2012 — Michael Kidd-Gilchrist, Kentucky, Charlotte Bobcats: Off to promising start in his rookie season.

2011 — Derrick Williams, Arizona, Minnesota Timberwolves: Been in Rick Adelman's doghouse from the start. Shown flashes this season, but still inconsistent.

2010 — Evan Turner, Ohio State, Philadelphia 76ers: After a rocky start has emerged as a valuable and versatile player this season.

2009 — Hasheem Thabeet, Connecticut, Memphis Grizzlies: A far cry from the Next Mutombo that he was advertised to be.

2008 — Michael Beasley, Kansas State, Miami Heat: Discipline and focus continue to plague him five years later.

2007 — Kevin Durant, Texas, Seattle SuperSonics: That seemed to work out OK for everyone except Seattle fans.

2006 — LaMarcus Aldridge, Texas, Chicago Bulls: Legit cornerstone for Portland Trail Blazers.

2005 — Marvin Williams, North Carolina, Atlanta Hawks: Was a bench player at UNC and has been a bench player, performance-wise, in NBA.

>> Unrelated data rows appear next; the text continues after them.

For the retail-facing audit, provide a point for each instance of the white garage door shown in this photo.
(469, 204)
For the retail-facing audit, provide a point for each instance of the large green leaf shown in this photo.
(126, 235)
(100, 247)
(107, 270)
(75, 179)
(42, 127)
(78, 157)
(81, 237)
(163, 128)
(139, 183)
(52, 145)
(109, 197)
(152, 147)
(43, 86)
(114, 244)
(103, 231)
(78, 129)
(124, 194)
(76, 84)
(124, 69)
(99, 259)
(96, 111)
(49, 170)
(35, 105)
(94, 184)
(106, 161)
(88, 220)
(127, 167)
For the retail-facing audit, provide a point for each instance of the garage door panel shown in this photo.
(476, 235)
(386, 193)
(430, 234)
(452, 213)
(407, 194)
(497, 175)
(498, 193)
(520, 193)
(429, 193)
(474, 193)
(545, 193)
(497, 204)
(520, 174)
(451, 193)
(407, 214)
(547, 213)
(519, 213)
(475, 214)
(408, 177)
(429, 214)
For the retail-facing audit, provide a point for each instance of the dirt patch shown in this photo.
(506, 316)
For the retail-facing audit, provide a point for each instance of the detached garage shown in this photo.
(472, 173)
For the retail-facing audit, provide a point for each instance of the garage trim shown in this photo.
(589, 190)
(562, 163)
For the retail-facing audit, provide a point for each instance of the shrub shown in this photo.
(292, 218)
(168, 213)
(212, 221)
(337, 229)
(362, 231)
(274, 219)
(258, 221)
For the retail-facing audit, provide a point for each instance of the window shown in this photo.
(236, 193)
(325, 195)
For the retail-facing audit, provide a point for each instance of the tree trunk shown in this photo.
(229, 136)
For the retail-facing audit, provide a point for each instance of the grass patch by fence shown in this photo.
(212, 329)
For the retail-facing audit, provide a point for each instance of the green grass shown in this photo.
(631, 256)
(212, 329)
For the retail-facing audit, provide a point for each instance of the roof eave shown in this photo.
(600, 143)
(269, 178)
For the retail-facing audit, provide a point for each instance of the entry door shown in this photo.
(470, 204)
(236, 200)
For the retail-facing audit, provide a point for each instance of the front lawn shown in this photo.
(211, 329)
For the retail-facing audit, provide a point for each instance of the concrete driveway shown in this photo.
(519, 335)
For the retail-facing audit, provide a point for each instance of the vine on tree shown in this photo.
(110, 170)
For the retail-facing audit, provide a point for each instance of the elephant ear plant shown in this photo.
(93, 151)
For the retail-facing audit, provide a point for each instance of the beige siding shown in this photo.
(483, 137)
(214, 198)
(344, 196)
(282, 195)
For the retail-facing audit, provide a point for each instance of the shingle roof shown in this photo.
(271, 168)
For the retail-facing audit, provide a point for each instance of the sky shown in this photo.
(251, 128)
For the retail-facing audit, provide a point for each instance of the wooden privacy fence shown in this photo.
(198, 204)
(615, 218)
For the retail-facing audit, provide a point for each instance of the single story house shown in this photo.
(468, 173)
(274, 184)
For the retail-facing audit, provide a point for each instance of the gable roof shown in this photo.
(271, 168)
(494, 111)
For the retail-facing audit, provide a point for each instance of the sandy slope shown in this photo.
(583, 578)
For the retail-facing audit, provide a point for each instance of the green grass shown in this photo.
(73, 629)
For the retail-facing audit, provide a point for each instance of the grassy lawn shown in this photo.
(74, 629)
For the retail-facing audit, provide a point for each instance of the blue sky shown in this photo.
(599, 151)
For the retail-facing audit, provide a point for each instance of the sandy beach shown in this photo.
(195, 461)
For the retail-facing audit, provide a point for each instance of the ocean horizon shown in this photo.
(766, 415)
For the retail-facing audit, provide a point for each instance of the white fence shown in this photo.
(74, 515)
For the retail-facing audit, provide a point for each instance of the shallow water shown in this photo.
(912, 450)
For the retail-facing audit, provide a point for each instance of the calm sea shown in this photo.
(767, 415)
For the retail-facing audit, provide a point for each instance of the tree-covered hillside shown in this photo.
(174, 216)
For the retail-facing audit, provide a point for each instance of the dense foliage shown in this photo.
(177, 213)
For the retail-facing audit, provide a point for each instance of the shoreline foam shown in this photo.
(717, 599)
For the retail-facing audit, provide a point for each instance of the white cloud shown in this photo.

2004 — Emeka Okafor, Connecticut, Charlotte Bobcats: Injuries have derailed a career that began as rookie of year.

2003 — Darko Milicic, Serbia, Detroit Pistons: Ugh.

2002 — Jay Williams, Duke, Chicago Bulls: Motorcycle accident ended promising career.

2001 — Tyson Chandler, Dominguez High School, Compton, Calif., Los Angeles Clippers: After an uneven start, has asserted himself as a top-flight C for Dallas, New York.

2000 — Stromile Swift, Louisiana State, Vancouver Grizzlies: Super athletic F never put it together.



1997 — Keith Van Horn, Utah, Philadelphia 76ers: Hardly the next Larry Bird many were hoping for.

1993 — Shawn Bradley, Brigham Young, Philadelphia 76ers: 7-foot-6 center stayed in league for 12 seasons but rarely was a factor.

1989 — Danny Ferry, Duke, Los Angeles Clippers: Better executive than he was a professional player. Averaged more than 10 points per game twice in 13 seasons.

1986 — Len Bias, Maryland, Boston Celtics: Died of drug overdose before playing for Celtics.

1984 — Sam Bowie, Kentucky, Portland TrailBlazers: Well, you know.

1983 — Steve Stipanovich, Missouri, Indiana Pacers: Big man played five solid if underwhelming seasons, averaging 13.2 points, 7.8 rebounds.